How to evaluate "explain analyze" correctly soon after "explain" for the same statement ?

Started by 高健over 13 years ago4 messagesgeneral
Jump to latest
#1高健
luckyjackgao@gmail.com

Hi all:

I have one question about the cache clearing.

If I use the following soon after database startup(or first time I use it):

postgres=# explain analyze select id,deptno from gaotab where id=200;

QUERY
PLAN

--------------------------------------------------------------------------------

-------------------------------------------

Index Only Scan using idx_id_dept on gaotab (cost=0.00..8.27 rows=1
width=8) (

actual time=30.912..30.915 rows=1 loops=1)

Index Cond: (id = 200)

Heap Fetches: 1

Total runtime: 47.390 ms

(4 rows)

postgres=#

The result is: the above explain analyze got a total runtime of 47 ms.

But If I restart the database again, and then execute the following:

postgres=# explain select id,deptno from gaotab where id=200;

QUERY
PLAN

-------------------------------------------------------------------------------

Index Only Scan using idx_id_dept on gaotab (cost=0.00..8.27 rows=1
width=8)

Index Cond: (id = 200)

(2 rows)

postgres=# explain analyze select id,deptno from gaotab where id=200;

QUERY
PLAN

--------------------------------------------------------------------------------

-----------------------------------------

Index Only Scan using idx_id_dept on gaotab (cost=0.00..8.27 rows=1
width=8) (

actual time=0.052..0.053 rows=1 loops=1)

Index Cond: (id = 200)

Heap Fetches: 1

Total runtime: 0.074 ms

(4 rows)

This time I got the total runtime of 0.074ms, obviously the explain
analyze benefit from the explain statement.

It might not be a big problem in a small system.

But when in a production environment, When I want to use explain and
then , soon use explain analyze for the same statement,

How can I avoid the influence of cache and get the right answer for
evaluating purpose?

It is not a good idea to restart the database again and again I think.

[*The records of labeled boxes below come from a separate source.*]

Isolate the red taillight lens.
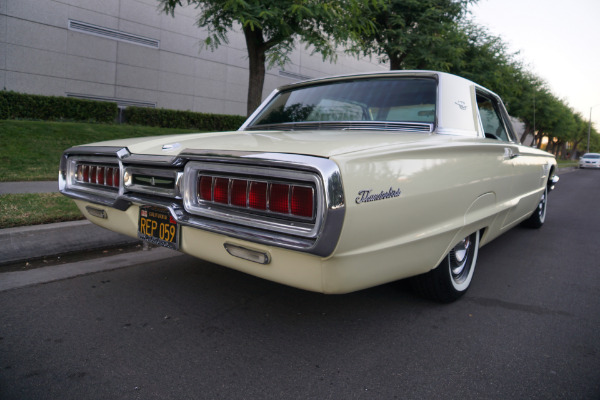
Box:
[291,186,314,218]
[231,179,248,207]
[197,174,316,218]
[248,182,267,210]
[90,165,98,183]
[198,175,212,201]
[269,183,290,214]
[105,167,115,186]
[213,178,229,204]
[97,167,104,185]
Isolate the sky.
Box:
[469,0,600,131]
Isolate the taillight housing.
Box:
[73,161,121,189]
[195,173,316,219]
[182,160,327,239]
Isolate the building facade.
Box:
[0,0,388,115]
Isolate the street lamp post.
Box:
[586,104,600,153]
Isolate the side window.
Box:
[477,93,510,142]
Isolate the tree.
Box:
[159,0,379,115]
[350,0,477,71]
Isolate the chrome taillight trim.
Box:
[183,161,325,238]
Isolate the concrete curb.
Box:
[0,221,139,265]
[0,167,577,265]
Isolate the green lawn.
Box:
[0,193,83,229]
[0,120,202,229]
[0,120,194,182]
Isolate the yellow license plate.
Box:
[138,207,179,250]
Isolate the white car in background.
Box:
[579,153,600,168]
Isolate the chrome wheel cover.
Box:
[448,235,477,285]
[537,188,548,223]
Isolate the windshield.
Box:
[252,77,437,126]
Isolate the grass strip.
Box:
[0,120,194,182]
[0,193,83,229]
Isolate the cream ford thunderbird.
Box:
[59,71,558,302]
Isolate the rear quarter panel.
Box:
[324,135,544,291]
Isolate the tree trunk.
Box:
[388,54,404,71]
[519,125,535,144]
[244,27,266,117]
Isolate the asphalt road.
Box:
[0,170,600,400]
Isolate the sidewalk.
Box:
[0,181,139,265]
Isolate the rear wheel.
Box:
[412,231,479,303]
[523,186,548,229]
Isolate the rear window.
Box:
[252,77,437,126]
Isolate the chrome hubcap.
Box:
[449,237,472,283]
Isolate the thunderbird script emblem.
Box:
[356,187,401,204]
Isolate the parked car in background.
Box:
[59,71,558,302]
[579,153,600,168]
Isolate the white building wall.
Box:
[0,0,388,115]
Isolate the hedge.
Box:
[123,107,246,131]
[0,90,119,123]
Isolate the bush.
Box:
[123,107,246,131]
[0,91,119,123]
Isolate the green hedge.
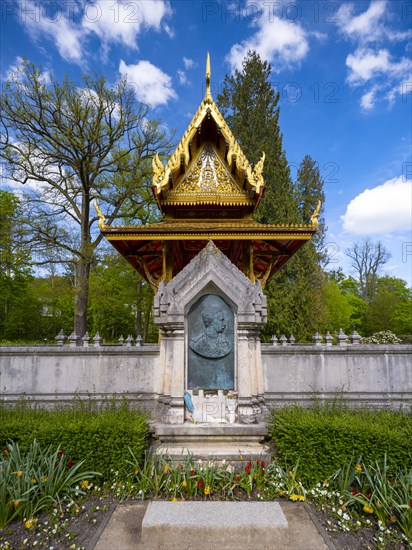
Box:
[269,404,412,486]
[0,401,150,480]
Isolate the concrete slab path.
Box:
[87,501,335,550]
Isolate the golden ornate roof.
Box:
[95,55,320,292]
[152,54,265,210]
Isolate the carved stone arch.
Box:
[154,241,267,423]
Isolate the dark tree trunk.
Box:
[74,258,90,339]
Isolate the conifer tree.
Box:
[217,52,324,341]
[217,51,297,223]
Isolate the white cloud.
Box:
[341,177,412,235]
[336,0,412,111]
[183,57,197,70]
[177,69,187,86]
[226,15,309,72]
[19,0,173,65]
[336,0,387,42]
[82,0,171,49]
[361,88,377,111]
[18,0,84,64]
[6,55,52,84]
[119,59,177,107]
[346,48,412,85]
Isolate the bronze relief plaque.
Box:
[187,294,234,390]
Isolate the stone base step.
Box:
[152,423,270,462]
[142,501,289,550]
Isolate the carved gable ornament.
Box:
[154,241,267,326]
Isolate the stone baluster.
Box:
[55,329,67,346]
[349,330,361,345]
[336,329,348,346]
[82,331,90,348]
[313,332,322,346]
[69,330,78,348]
[93,331,102,348]
[325,331,333,346]
[126,334,133,348]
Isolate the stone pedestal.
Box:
[154,241,267,424]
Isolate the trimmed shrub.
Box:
[0,401,150,480]
[269,404,412,486]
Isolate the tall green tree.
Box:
[0,61,170,337]
[217,52,324,341]
[295,155,327,263]
[0,190,41,340]
[365,275,412,335]
[345,238,391,303]
[217,51,297,223]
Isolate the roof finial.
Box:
[205,52,213,101]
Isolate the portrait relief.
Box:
[187,294,234,389]
[189,309,232,359]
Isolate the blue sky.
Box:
[0,0,412,285]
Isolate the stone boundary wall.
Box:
[0,345,161,414]
[0,344,412,418]
[262,344,412,408]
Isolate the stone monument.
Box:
[154,241,266,423]
[96,56,320,432]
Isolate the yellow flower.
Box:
[24,518,36,529]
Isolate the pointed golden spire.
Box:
[205,52,213,101]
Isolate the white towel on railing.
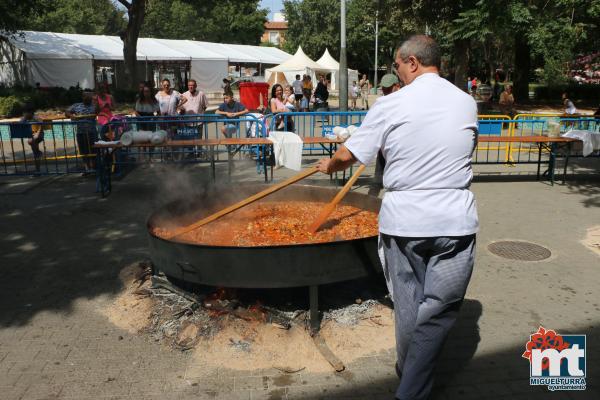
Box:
[269,131,302,171]
[562,129,600,157]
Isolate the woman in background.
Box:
[269,83,294,132]
[94,81,115,140]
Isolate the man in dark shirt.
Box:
[65,91,98,174]
[215,92,248,138]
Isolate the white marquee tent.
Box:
[0,31,291,90]
[265,47,329,86]
[317,48,358,90]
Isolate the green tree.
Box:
[283,0,416,71]
[118,0,148,89]
[142,0,267,44]
[25,0,126,35]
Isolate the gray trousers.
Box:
[380,234,475,400]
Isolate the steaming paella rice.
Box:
[154,201,378,246]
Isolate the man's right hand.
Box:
[317,158,331,175]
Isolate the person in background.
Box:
[94,81,115,140]
[269,83,294,132]
[155,79,187,116]
[358,74,371,110]
[315,75,329,108]
[375,74,401,184]
[135,81,146,101]
[65,91,98,175]
[221,78,233,97]
[283,86,296,111]
[350,81,360,111]
[561,92,577,115]
[498,85,515,118]
[182,79,208,114]
[19,103,44,172]
[215,92,248,138]
[292,74,303,110]
[301,75,313,111]
[134,84,160,131]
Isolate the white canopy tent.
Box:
[0,31,291,91]
[265,47,329,86]
[0,32,94,88]
[317,48,358,91]
[154,39,229,91]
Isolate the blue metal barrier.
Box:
[266,111,367,155]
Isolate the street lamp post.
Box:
[339,0,348,111]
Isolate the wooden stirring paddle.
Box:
[165,167,319,240]
[308,165,365,233]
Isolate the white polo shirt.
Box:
[346,73,479,237]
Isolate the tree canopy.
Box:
[20,0,126,35]
[141,0,267,44]
[284,0,600,98]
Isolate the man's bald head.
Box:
[394,35,441,85]
[398,35,442,69]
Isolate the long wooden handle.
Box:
[166,167,319,239]
[308,165,365,233]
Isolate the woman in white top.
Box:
[562,92,577,115]
[155,79,187,115]
[269,83,294,132]
[284,86,296,111]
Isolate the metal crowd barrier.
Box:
[265,111,367,155]
[0,114,264,176]
[0,111,600,176]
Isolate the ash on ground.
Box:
[323,300,381,326]
[100,263,394,374]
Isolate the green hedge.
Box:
[0,86,137,117]
[533,84,600,103]
[0,96,25,117]
[0,86,82,117]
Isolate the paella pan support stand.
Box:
[308,285,321,336]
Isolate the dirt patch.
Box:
[102,263,395,372]
[581,225,600,255]
[100,262,155,333]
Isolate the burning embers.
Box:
[202,288,293,329]
[154,201,378,247]
[103,263,394,373]
[133,267,300,350]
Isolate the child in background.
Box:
[350,81,360,111]
[283,86,296,111]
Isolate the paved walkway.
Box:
[0,162,600,400]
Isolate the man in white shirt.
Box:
[292,75,302,110]
[318,35,478,400]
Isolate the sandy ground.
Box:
[100,263,395,372]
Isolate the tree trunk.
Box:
[513,33,531,102]
[121,0,147,89]
[454,39,469,91]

I wonder is there any method of clearing cache or even clear only a
particular part of the cache?

In my test environment, I can get the following:

postgres=# show seq_page_cost;

seq_page_cost

---------------

1

(1 row)

postgres=# show cpu_tuple_cost;

cpu_tuple_cost

----------------

0.01

(1 row)

postgres=# show cpu_operator_cost;

cpu_operator_cost

-------------------

0.0025

(1 row)

And my table is like that:

postgres=# analyze;
ANALYZE
postgres=# select a.relpages, a.reltuples,
a.relfilenode,a.reltype,b.typname from pg_class a, pg_type b where
a.relname like 'gaotab%' and a.reltype=b.oid;
relpages | reltuples | relfilenode | reltype | typname
----------+-----------+-------------+---------+---------
7 | 1000 | 16396 | 16386 | gaotab
(1 row)

Thanks in advance.

#2Laurenz Albe
laurenz.albe@cybertec.at
In reply to: 高健 (#1)
Re: How to evaluate "explain analyze" correctly soon after "explain" for the same statement ?

高健 wrote:

I have one question about the cache clearing.

If I use the following soon after database startup(or first time I use it):

postgres=# explain analyze select id,deptno from gaotab where id=200;

The result is: the above explain analyze got a total runtime of 47 ms.

But If I restart the database again, and then execute the following:

postgres=# explain select id,deptno from gaotab where id=200;

postgres=# explain analyze select id,deptno from gaotab where id=200;

This time I got the total runtime of 0.074ms, obviously the explain analyze benefit from the explain
statement.

The EXPLAIN will not have a noticable effect on the performance
of the EXPLAIN ANALYZE.

If you actually restarted the PostgreSQL server like you said,
then the difference must be that the file is cached in the file
system cache.

You can verify that be omitting the EXPLAIN in the second run.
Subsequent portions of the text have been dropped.